In a numerically controlled machine tool or robot, motors are driven to achieve machine motion along a plurality of movable axes so that the machine position is controlled to a commanded position as precisely as possible. In this case, an error may occur between the commanded position and the actual machine position because of the influence of machine vibrations and frictional force during reversal of the direction of motion. Therefore, the surface being machined, for example, may be damaged. If such a problem occurs, the machine motion trajectory is measured to find the cause of the problem, and various parameters of a controller for controlling the motors are adjusted. A plurality of methods of measuring and displaying the machine motion trajectory are known.
In the method shown in Patent Literature 1, two high-precision steel balls are connected through a displacement gage, and the displacement when the balls are moved such that the relative distance therebetween is held constant (i.e., along an arc) is read. This method is called a ball bar method and is widely used.

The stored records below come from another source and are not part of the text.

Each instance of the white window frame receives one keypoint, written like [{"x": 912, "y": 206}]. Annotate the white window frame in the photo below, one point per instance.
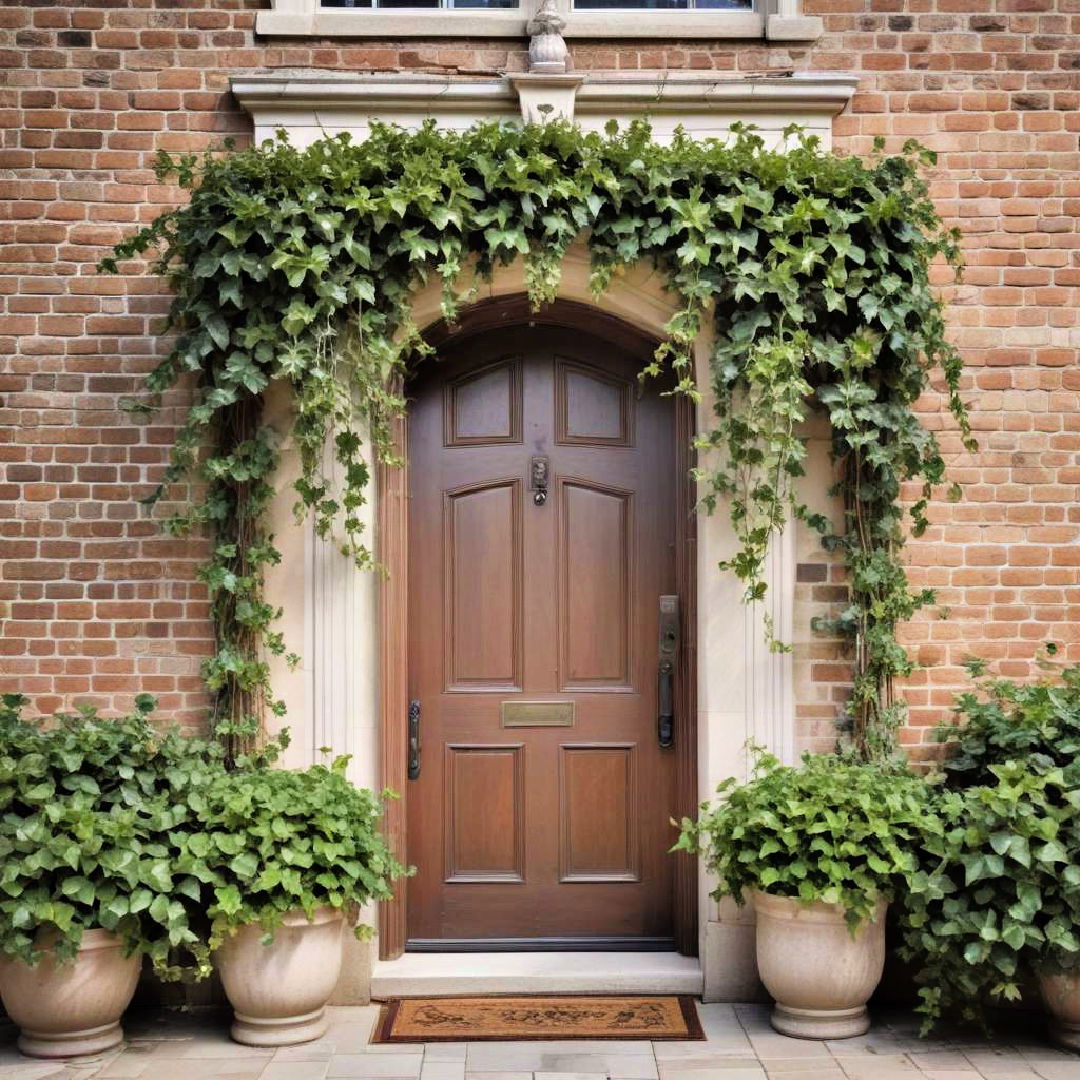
[{"x": 772, "y": 21}]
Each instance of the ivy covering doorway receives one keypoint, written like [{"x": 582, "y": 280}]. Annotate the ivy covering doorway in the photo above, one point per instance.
[{"x": 297, "y": 267}]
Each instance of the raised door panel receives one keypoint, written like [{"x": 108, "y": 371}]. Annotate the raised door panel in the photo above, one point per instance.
[
  {"x": 595, "y": 565},
  {"x": 483, "y": 586},
  {"x": 592, "y": 407},
  {"x": 598, "y": 813},
  {"x": 485, "y": 813},
  {"x": 484, "y": 407}
]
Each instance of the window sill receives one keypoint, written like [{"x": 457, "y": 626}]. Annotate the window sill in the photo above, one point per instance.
[{"x": 638, "y": 25}]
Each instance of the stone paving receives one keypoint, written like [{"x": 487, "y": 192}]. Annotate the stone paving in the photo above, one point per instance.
[{"x": 741, "y": 1045}]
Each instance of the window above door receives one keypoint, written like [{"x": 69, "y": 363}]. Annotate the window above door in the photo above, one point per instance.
[{"x": 598, "y": 19}]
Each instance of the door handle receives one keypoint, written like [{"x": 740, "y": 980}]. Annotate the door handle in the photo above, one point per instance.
[
  {"x": 667, "y": 649},
  {"x": 414, "y": 740}
]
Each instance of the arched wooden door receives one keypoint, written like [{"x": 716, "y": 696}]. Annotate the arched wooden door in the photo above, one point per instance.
[{"x": 542, "y": 529}]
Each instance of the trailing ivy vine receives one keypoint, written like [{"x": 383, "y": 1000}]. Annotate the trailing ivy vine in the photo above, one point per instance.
[{"x": 298, "y": 266}]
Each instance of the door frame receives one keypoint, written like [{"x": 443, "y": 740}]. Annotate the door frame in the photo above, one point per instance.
[{"x": 391, "y": 544}]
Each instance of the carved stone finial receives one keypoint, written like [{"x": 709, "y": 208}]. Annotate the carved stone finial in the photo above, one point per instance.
[{"x": 547, "y": 48}]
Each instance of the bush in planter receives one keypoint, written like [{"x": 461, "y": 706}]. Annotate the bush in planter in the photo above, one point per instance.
[
  {"x": 1002, "y": 720},
  {"x": 999, "y": 890},
  {"x": 90, "y": 814},
  {"x": 999, "y": 894},
  {"x": 90, "y": 811},
  {"x": 822, "y": 849},
  {"x": 288, "y": 856}
]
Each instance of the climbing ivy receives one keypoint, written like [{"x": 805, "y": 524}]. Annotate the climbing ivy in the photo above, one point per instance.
[{"x": 297, "y": 266}]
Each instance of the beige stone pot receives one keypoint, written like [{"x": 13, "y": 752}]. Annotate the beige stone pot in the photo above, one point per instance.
[
  {"x": 279, "y": 991},
  {"x": 819, "y": 974},
  {"x": 75, "y": 1008},
  {"x": 1062, "y": 996}
]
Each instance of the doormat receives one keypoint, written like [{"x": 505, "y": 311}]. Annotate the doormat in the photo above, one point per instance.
[{"x": 500, "y": 1020}]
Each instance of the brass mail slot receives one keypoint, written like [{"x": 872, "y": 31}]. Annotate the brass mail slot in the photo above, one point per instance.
[{"x": 537, "y": 714}]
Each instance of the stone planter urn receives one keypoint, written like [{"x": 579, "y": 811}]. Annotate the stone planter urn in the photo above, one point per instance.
[
  {"x": 818, "y": 972},
  {"x": 1062, "y": 996},
  {"x": 70, "y": 1009},
  {"x": 279, "y": 991}
]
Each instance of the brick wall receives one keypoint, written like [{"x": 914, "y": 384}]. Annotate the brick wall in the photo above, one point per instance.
[{"x": 97, "y": 605}]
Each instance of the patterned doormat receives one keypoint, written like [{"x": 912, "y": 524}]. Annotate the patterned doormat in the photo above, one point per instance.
[{"x": 502, "y": 1020}]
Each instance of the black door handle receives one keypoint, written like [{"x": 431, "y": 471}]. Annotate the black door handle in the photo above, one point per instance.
[
  {"x": 667, "y": 648},
  {"x": 414, "y": 740}
]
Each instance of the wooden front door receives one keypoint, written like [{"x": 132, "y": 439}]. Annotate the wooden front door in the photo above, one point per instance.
[{"x": 541, "y": 538}]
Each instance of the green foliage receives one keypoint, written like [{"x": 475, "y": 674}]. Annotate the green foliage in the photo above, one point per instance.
[
  {"x": 999, "y": 889},
  {"x": 91, "y": 811},
  {"x": 297, "y": 267},
  {"x": 1035, "y": 723},
  {"x": 272, "y": 841},
  {"x": 112, "y": 824},
  {"x": 831, "y": 831}
]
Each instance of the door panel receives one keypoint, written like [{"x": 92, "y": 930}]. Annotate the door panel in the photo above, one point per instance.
[
  {"x": 483, "y": 585},
  {"x": 543, "y": 802}
]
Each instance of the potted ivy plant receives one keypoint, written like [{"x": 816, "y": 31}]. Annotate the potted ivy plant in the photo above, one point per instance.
[
  {"x": 998, "y": 896},
  {"x": 293, "y": 856},
  {"x": 820, "y": 851},
  {"x": 88, "y": 879}
]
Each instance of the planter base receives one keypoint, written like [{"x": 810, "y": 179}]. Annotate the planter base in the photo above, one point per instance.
[
  {"x": 1065, "y": 1035},
  {"x": 820, "y": 1023},
  {"x": 279, "y": 1030},
  {"x": 93, "y": 1040}
]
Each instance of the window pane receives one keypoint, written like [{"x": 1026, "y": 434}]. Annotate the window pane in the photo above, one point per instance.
[
  {"x": 631, "y": 4},
  {"x": 663, "y": 4}
]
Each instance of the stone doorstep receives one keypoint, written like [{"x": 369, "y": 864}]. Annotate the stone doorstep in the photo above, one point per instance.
[{"x": 419, "y": 974}]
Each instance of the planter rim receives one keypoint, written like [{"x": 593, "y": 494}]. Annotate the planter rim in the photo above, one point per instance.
[
  {"x": 93, "y": 939},
  {"x": 818, "y": 910},
  {"x": 297, "y": 917}
]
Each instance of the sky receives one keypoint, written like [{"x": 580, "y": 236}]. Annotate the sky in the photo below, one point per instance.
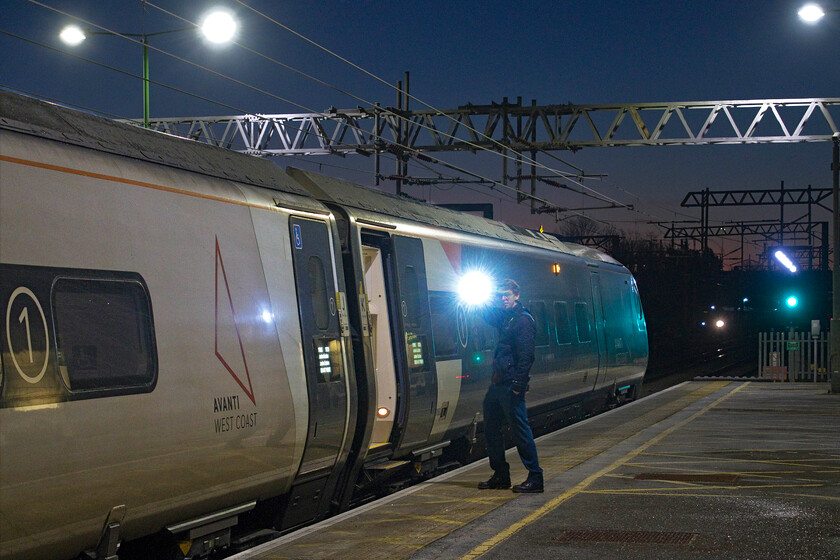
[{"x": 459, "y": 52}]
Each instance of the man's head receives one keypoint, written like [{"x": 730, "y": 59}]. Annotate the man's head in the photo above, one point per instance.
[{"x": 509, "y": 291}]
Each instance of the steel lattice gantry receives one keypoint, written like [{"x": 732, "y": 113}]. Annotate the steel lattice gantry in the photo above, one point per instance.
[{"x": 495, "y": 126}]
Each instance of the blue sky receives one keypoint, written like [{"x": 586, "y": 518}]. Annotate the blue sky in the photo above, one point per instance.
[{"x": 459, "y": 52}]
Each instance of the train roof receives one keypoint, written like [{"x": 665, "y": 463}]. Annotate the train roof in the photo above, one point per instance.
[
  {"x": 55, "y": 122},
  {"x": 379, "y": 207}
]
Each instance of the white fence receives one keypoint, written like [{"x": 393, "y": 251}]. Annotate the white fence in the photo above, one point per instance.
[{"x": 793, "y": 356}]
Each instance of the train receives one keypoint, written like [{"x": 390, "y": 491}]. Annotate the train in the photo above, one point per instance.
[{"x": 200, "y": 348}]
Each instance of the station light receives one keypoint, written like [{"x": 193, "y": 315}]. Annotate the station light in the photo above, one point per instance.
[
  {"x": 475, "y": 288},
  {"x": 811, "y": 13},
  {"x": 782, "y": 258}
]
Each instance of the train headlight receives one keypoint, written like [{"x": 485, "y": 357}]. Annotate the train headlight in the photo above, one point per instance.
[{"x": 475, "y": 288}]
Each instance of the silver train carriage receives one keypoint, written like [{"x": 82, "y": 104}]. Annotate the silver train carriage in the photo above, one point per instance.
[{"x": 196, "y": 344}]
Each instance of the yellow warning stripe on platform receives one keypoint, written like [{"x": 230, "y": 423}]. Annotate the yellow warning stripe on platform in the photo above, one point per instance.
[{"x": 489, "y": 544}]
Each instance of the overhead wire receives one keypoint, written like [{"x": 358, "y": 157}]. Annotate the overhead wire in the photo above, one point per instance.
[
  {"x": 371, "y": 103},
  {"x": 596, "y": 194},
  {"x": 239, "y": 82}
]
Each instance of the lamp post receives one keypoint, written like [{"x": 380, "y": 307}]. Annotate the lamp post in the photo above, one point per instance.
[
  {"x": 834, "y": 327},
  {"x": 217, "y": 27},
  {"x": 812, "y": 13}
]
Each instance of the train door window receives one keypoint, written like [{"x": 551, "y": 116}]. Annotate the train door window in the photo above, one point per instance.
[
  {"x": 562, "y": 326},
  {"x": 538, "y": 311},
  {"x": 104, "y": 334},
  {"x": 328, "y": 352},
  {"x": 444, "y": 325},
  {"x": 637, "y": 309},
  {"x": 582, "y": 320},
  {"x": 318, "y": 293}
]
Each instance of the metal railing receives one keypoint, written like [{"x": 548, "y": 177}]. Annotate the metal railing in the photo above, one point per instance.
[{"x": 793, "y": 356}]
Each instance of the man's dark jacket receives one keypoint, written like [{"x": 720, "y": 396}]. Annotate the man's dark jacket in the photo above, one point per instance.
[{"x": 515, "y": 349}]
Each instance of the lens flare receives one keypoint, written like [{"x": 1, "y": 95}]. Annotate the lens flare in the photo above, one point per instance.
[{"x": 475, "y": 288}]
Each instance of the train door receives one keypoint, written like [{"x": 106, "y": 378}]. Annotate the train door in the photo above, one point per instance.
[
  {"x": 600, "y": 339},
  {"x": 383, "y": 349},
  {"x": 414, "y": 341},
  {"x": 322, "y": 344}
]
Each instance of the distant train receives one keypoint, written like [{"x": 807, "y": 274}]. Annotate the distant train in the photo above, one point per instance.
[{"x": 197, "y": 345}]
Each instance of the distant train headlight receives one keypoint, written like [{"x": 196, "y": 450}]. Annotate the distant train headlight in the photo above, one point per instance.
[{"x": 475, "y": 288}]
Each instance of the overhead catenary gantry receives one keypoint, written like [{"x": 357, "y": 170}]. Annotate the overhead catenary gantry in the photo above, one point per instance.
[{"x": 517, "y": 127}]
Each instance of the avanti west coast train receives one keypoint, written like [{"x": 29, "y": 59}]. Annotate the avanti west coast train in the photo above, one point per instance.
[{"x": 197, "y": 344}]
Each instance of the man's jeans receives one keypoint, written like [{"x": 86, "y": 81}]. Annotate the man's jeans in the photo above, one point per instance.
[{"x": 500, "y": 406}]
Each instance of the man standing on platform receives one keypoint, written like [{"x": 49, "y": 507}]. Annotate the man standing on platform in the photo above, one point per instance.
[{"x": 505, "y": 398}]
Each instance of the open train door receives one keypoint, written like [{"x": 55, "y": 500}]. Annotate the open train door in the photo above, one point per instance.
[
  {"x": 414, "y": 341},
  {"x": 600, "y": 335},
  {"x": 321, "y": 337}
]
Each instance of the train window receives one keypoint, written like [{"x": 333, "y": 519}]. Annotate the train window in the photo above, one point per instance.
[
  {"x": 411, "y": 295},
  {"x": 582, "y": 320},
  {"x": 563, "y": 328},
  {"x": 318, "y": 293},
  {"x": 104, "y": 334},
  {"x": 538, "y": 311},
  {"x": 444, "y": 325},
  {"x": 637, "y": 309}
]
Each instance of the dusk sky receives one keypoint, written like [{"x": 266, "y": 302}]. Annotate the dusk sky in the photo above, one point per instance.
[{"x": 461, "y": 52}]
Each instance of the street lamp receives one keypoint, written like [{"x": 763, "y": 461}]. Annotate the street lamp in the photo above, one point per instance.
[
  {"x": 217, "y": 27},
  {"x": 812, "y": 13}
]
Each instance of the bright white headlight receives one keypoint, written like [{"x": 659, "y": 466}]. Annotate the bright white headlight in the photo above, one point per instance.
[{"x": 475, "y": 288}]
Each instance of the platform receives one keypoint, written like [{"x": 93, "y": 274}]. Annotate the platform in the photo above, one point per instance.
[{"x": 706, "y": 469}]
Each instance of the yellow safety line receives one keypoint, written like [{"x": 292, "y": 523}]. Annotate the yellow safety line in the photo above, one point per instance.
[{"x": 489, "y": 544}]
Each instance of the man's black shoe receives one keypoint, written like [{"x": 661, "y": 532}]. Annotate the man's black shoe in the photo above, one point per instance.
[
  {"x": 528, "y": 487},
  {"x": 495, "y": 483}
]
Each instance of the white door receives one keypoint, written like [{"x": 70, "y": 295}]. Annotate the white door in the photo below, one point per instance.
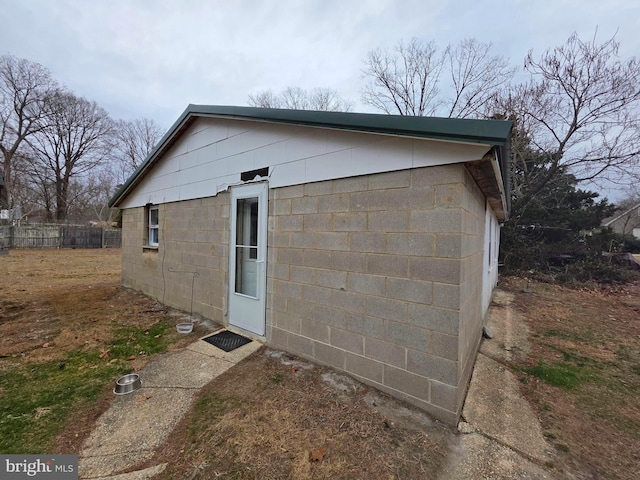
[{"x": 247, "y": 257}]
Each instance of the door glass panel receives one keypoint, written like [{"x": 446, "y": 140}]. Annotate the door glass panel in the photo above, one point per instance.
[
  {"x": 247, "y": 246},
  {"x": 247, "y": 222}
]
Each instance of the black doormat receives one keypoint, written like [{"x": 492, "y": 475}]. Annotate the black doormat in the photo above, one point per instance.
[{"x": 227, "y": 340}]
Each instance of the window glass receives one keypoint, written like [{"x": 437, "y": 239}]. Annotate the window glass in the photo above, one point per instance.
[{"x": 153, "y": 226}]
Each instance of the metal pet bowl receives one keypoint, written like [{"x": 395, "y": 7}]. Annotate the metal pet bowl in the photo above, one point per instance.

Non Patent Literature 1 shows a method of measuring a motion trajectory in a machine tool using a measuring device called a cross grid encoder. In the measurement using the cross grid encoder, a scale including two orthogonally intersecting optical gratings disposed on a glass substrate and a detection head including two light-receiving units disposed so as to be orthogonal to the respective optical gratings of the scale are used to allow the measurement of two-dimensional relative displacement.
With the method shown in Patent Literature 2, three pairs of an air slide and a linear scale are combined orthogonally to allow the measurement of three-dimensional relative displacement. Patent Literature 3 shows a method of measuring the error between a machine position determined expediently from feedback signals and a machine position designated by a control unit.